The Times-Union requested the policy before it was last changed, but it only received a policy that was updated in late December. Brown said the earlier version wasn’t available Wednesday.
The appearance of impartiality and equal treatment of officers in disciplinary proceedings is especially important in any incident involving the undersheriff, who oversees discipline of the rank and file officers. Ivey himself raised that point in October, when the Times-Union obtained records of his accidents, setting off the early warning system.
At the time, Ivey said there was a perception in the Sheriff’s Office that members of the administration are not held accountable to the extent that rank and file officers are, but when he informed people in the agency that he received the same discipline that any other officer would have received, their “jaws dropped.”
“It’s encouraging that the system did work for me,” Ivey said in October. “If it’s going to work for anybody, I’m glad it worked for me.”

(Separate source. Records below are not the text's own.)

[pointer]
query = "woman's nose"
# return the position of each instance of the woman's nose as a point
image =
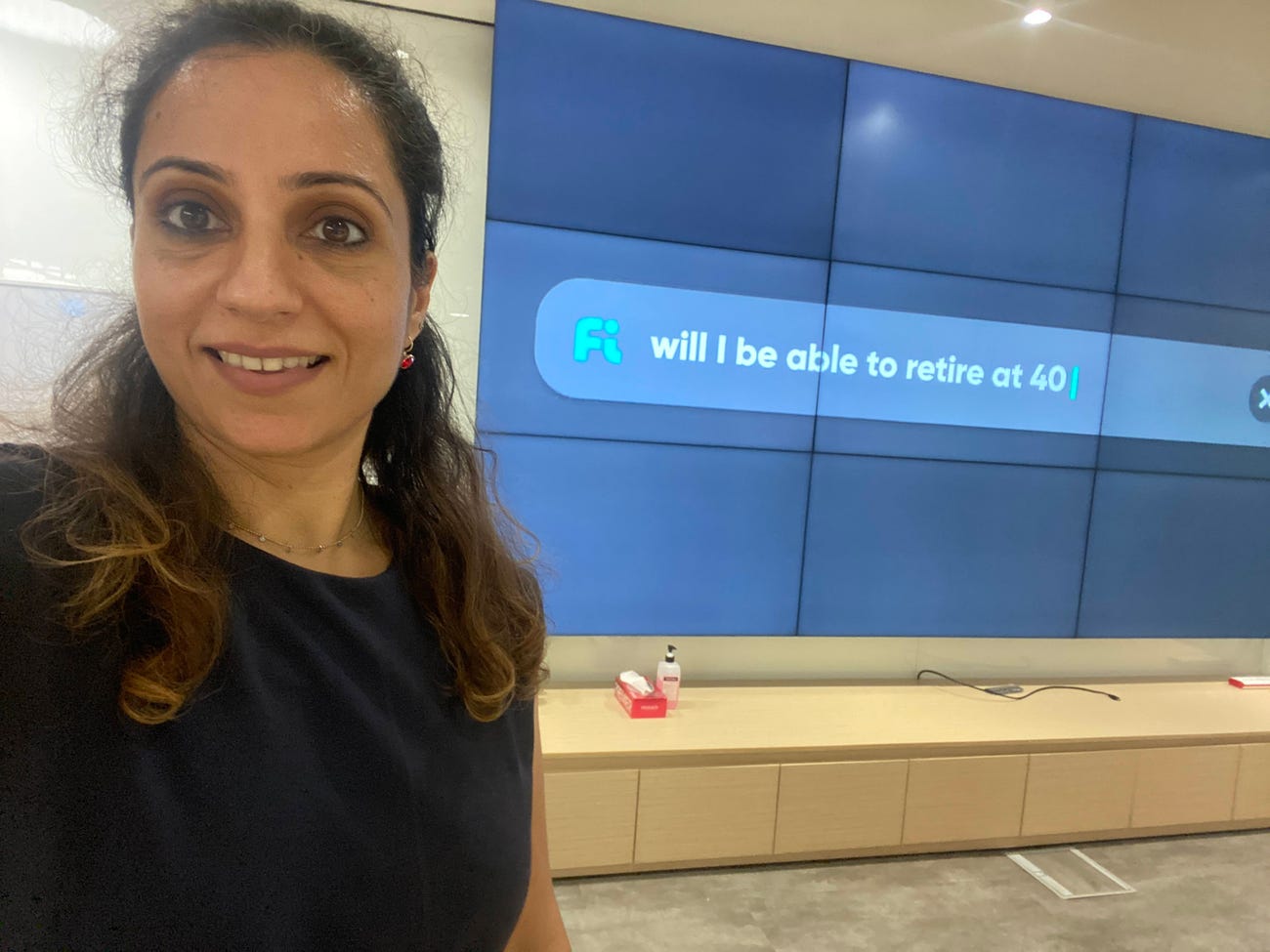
(261, 277)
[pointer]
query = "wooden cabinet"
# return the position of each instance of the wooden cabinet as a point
(1252, 790)
(1079, 792)
(841, 805)
(964, 799)
(591, 817)
(705, 812)
(1185, 785)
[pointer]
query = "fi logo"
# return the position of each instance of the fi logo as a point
(596, 334)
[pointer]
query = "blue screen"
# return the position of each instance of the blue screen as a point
(779, 344)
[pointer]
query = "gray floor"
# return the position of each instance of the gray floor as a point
(1193, 892)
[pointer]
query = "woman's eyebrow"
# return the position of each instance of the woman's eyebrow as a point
(193, 165)
(308, 179)
(305, 179)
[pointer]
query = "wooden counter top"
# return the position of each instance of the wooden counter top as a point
(584, 727)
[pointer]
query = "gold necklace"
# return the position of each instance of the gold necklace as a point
(290, 547)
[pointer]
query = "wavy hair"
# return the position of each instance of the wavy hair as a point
(136, 516)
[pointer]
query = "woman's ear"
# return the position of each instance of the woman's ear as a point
(420, 295)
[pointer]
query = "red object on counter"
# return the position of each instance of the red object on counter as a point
(639, 705)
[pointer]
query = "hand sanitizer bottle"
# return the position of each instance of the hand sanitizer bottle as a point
(668, 678)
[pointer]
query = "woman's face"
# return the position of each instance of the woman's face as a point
(271, 254)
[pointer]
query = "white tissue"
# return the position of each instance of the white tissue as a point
(636, 681)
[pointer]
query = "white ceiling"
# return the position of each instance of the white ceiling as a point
(1203, 62)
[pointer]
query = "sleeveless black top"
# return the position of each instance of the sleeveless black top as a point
(322, 791)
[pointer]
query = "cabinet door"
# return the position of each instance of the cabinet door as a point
(1185, 785)
(591, 817)
(839, 805)
(1252, 788)
(1080, 792)
(705, 812)
(964, 799)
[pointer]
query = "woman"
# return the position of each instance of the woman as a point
(267, 663)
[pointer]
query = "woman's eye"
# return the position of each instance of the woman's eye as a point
(190, 217)
(338, 231)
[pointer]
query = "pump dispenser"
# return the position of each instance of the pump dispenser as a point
(668, 678)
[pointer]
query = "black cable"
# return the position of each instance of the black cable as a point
(1015, 697)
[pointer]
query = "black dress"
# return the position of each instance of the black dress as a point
(324, 790)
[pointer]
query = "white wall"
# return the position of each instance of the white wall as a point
(46, 217)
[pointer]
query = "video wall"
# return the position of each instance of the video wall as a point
(774, 343)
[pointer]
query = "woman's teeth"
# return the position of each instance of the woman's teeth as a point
(267, 364)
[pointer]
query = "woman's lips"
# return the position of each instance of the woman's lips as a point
(266, 382)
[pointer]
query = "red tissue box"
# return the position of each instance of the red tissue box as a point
(639, 705)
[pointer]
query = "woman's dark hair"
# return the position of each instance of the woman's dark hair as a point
(138, 515)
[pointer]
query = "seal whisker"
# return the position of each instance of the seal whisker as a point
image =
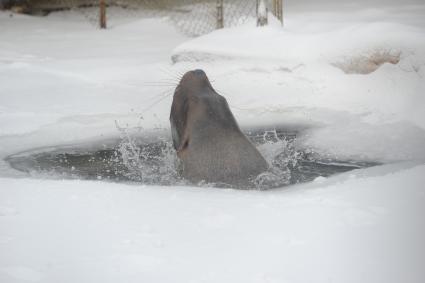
(169, 73)
(164, 95)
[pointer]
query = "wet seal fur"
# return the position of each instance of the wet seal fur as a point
(206, 136)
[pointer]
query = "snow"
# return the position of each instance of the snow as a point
(64, 82)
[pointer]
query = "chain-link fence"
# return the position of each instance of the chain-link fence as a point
(192, 17)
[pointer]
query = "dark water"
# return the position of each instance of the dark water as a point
(150, 159)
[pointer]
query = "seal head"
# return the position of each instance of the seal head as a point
(207, 137)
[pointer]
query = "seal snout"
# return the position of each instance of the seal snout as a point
(195, 78)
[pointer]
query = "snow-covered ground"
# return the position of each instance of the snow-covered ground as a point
(64, 82)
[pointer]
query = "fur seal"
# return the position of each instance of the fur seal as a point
(207, 137)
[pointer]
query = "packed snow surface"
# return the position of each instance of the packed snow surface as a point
(351, 81)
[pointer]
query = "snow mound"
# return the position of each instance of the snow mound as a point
(369, 62)
(359, 48)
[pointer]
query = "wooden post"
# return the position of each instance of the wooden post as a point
(102, 14)
(261, 13)
(220, 20)
(278, 10)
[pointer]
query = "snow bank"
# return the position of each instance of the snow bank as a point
(357, 82)
(363, 226)
(63, 82)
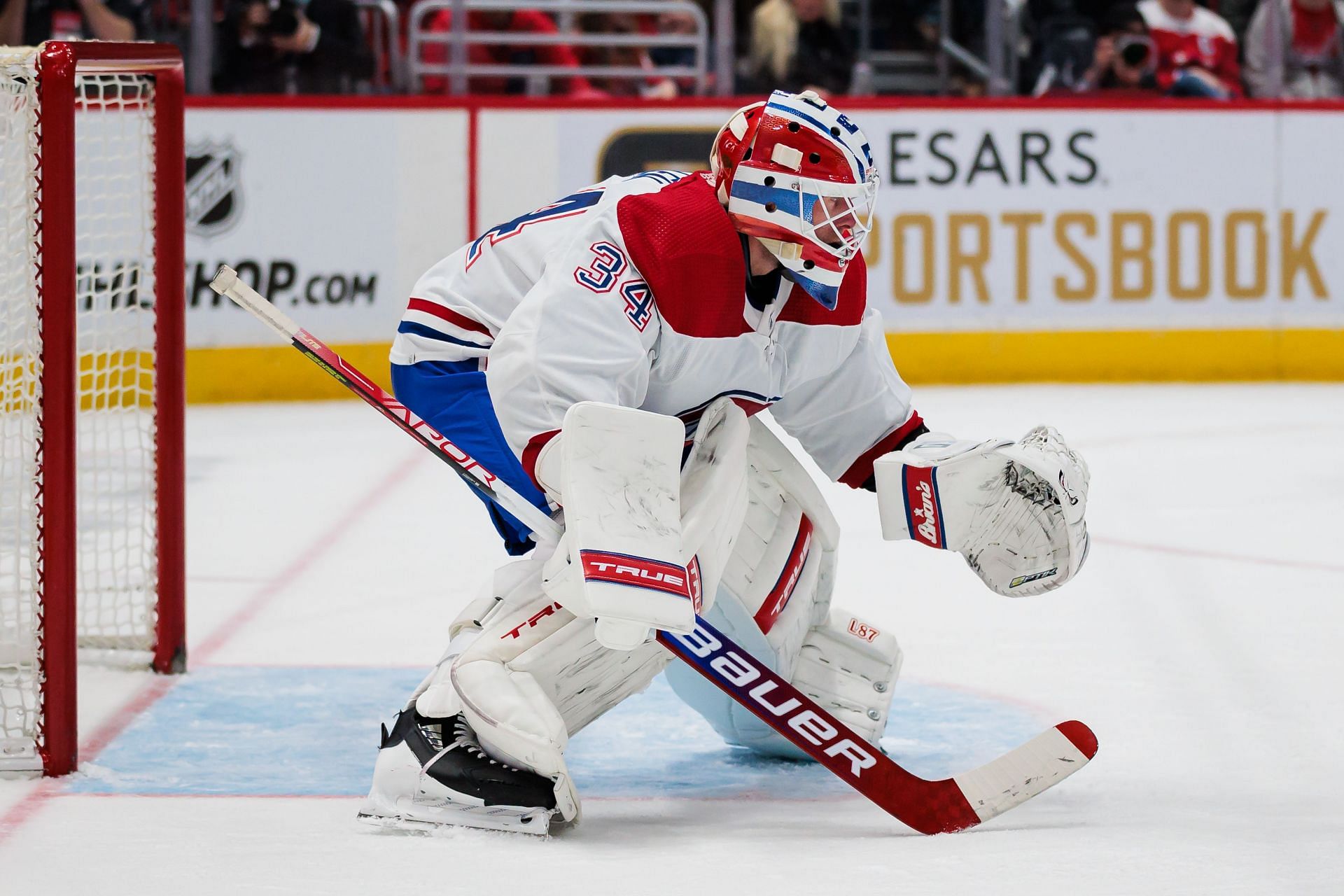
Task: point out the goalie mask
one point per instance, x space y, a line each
799 176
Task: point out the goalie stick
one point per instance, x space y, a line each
927 806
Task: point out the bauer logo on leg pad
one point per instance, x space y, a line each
924 511
638 573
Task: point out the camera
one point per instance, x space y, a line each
1135 50
283 16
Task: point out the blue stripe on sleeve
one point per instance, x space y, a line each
428 332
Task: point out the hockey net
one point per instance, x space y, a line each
90 368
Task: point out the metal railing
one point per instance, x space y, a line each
382 23
456 41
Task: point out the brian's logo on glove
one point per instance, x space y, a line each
924 516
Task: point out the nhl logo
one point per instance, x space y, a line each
214 194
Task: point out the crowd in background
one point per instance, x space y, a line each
1152 48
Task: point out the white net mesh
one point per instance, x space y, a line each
118 535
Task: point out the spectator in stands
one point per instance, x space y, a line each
797 45
283 46
1126 57
1196 50
31 22
495 52
654 86
1310 35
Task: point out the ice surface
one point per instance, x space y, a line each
327 555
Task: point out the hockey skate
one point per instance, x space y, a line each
432 773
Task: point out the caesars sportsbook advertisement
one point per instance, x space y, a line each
1006 235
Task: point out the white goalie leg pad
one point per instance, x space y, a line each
774 599
622 559
508 586
1014 510
537 673
848 666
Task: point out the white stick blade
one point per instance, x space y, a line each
1028 770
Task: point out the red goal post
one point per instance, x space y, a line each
92 381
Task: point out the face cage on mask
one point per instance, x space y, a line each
846 209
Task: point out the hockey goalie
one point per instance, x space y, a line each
605 356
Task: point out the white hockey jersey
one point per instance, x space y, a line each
634 292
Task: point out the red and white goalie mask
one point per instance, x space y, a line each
799 176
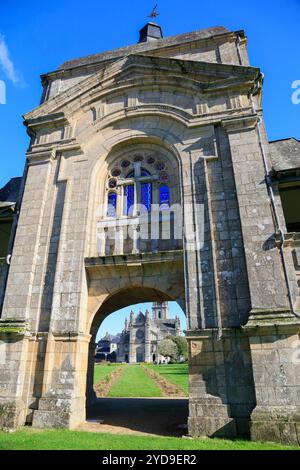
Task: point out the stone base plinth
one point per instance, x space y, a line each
12 413
276 424
59 413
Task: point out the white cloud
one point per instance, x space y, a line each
6 63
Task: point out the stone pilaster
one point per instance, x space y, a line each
15 360
275 354
63 398
147 339
221 385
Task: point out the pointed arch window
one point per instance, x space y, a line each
141 190
111 204
164 197
128 199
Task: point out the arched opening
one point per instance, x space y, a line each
142 402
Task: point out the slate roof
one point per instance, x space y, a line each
285 154
145 47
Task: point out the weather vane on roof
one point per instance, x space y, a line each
154 13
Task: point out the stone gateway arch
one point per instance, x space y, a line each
167 122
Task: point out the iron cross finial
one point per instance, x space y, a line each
154 13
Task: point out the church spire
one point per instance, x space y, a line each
160 310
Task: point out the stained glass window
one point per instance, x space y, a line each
164 197
128 199
112 204
146 195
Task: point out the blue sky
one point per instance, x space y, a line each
114 323
36 37
39 36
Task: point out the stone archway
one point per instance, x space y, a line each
150 280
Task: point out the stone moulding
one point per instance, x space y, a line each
264 319
13 327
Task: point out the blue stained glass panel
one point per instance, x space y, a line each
128 199
112 205
146 195
164 196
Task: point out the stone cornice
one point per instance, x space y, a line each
186 70
90 63
44 153
264 321
237 124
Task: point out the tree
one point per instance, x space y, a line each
181 344
168 348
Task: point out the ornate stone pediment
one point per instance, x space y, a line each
189 82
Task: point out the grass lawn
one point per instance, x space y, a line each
134 382
178 374
101 371
30 439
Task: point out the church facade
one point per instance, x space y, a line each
141 336
167 129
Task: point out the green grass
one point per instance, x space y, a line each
177 374
101 371
30 439
134 382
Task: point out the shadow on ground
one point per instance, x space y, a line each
156 416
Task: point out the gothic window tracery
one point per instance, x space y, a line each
137 180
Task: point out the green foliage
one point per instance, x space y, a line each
181 344
178 374
103 372
31 439
168 348
134 382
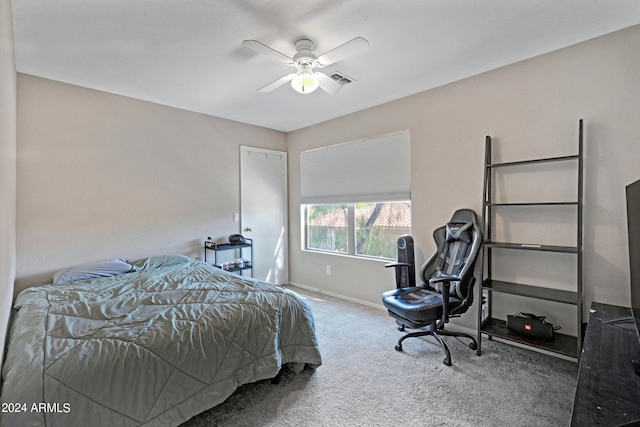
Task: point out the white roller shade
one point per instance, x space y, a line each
371 170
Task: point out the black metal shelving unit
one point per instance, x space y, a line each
217 247
565 345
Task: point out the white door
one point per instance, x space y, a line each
263 199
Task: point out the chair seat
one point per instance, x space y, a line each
415 304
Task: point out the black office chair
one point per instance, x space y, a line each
447 284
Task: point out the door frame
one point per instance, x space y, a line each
285 198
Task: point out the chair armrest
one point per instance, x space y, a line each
444 278
397 264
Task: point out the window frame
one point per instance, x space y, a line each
351 231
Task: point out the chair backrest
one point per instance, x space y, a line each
458 245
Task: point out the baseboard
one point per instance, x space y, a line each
338 296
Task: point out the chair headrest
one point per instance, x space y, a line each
459 231
464 216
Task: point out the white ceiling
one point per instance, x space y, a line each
188 53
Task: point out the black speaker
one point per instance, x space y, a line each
405 255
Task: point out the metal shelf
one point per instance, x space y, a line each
539 292
533 161
217 247
493 327
531 247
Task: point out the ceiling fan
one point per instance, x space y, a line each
305 80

After Ivey got into the fender bender on January 16, he was called before the agency’s Safety Review Board because it was his fourth accident in less than three years.
For the November 2016 accident, Ivey said he hit a dog with his vehicle’s front left bumper while traveling at 40 mph.
“The dog spun and then ran from the scene,” the report said. “The dog was not located.”
Ivey’s vehicle sustained damage to the lower left bumper and the area below the left headlight, the report said. There is no mention of a supervisor responding to the scene. The damage was not photographed until Nov. 29, 2016, some 12 days after the crash.
The driveway crashes occurred twice in the same day on Jan. 5, 2017. Just before noon, Ivey said he was looking down to buckle his seatbelt when the front left corner of his vehicle struck the right side fender of his personal utility trailer, according to the report. Ivey said on Wednesday that he did not take pictures of his trailer because there was no damage to document.
At around 8:30 p.m. that day, Ivey was backing his vehicle in his driveway when the left rear driver door “impacted the right rear corner of my personally owned truck.” There were no photographs of any damage to his truck in the damage assessment for the vehicle. An appraisal report assessed the damage to his assigned vehicle at more than $3,000.
Ivey reported those accidents himself. The first one he reported the same day. For the two in January 2017, he reported them the day after the accidents.
For the latest accident in January of this year, Sgt. W.J. Vanaman responded to the crash scene that day.
Brown said the rules about reporting crashes were put into place because “line level employees, officers and civilians were writing their own crash reports.”
“That’s in there to provide a level of oversight,” Brown said.